Yoav,

Hi,

There is two questions I would like guidance from the group about.

First is the nonce/IV question: In the current draft, there is a 64-bit IV with guidance not to repeat them (so use a counter or LFSR). The function itself accepts a 96-bit input nonce, so the nonce is constructed from the 64-bit IV and 32 zero bits. The reason for doing this is so the algorithm could be used in a multi-sender case such as GDOI, where the 32-bit zero can be replaced by a sender ID. Alternatively, we could generate a 32-bit salt value from the key material, but I don’t see a reason why we’d want that. Another thing we could do is what some people are advocating for TLS: Since a counter is a fine IV (no need for secrecy), we don’t need a 64-bit IV that has the exact same value as the replay counter.
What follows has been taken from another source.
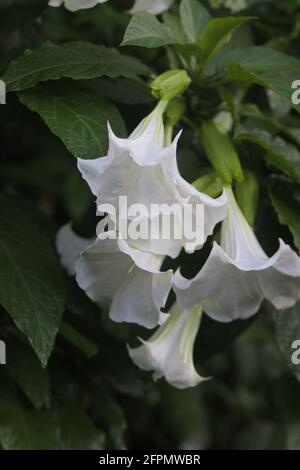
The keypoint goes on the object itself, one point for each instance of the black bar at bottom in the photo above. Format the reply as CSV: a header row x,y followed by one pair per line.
x,y
135,459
We might as well save 8 bytes per packet and just feed the replay counter to the function. The argument against this is that some crypto modules may have the API set up in such a way that the IVs are generated within the module and could be something other than a counter (like an LFSR). The proposal will break such APIs.
agreed. The other, related issue, is that if one wants to achieve FIPS certification for an alg like this, the nonce/IV needs to be within the eval boundary for the alg certification. I realize that ChaCha is not a FIPS alg, but I recall someone asking NIST if it might be willing to evaluate ChaCha. If the goal is (eventual) FIPS evaluation, then it makes sense to consider the implications of trying to reuse the
ESP sequence counter as an input to the IV/nonce in this context.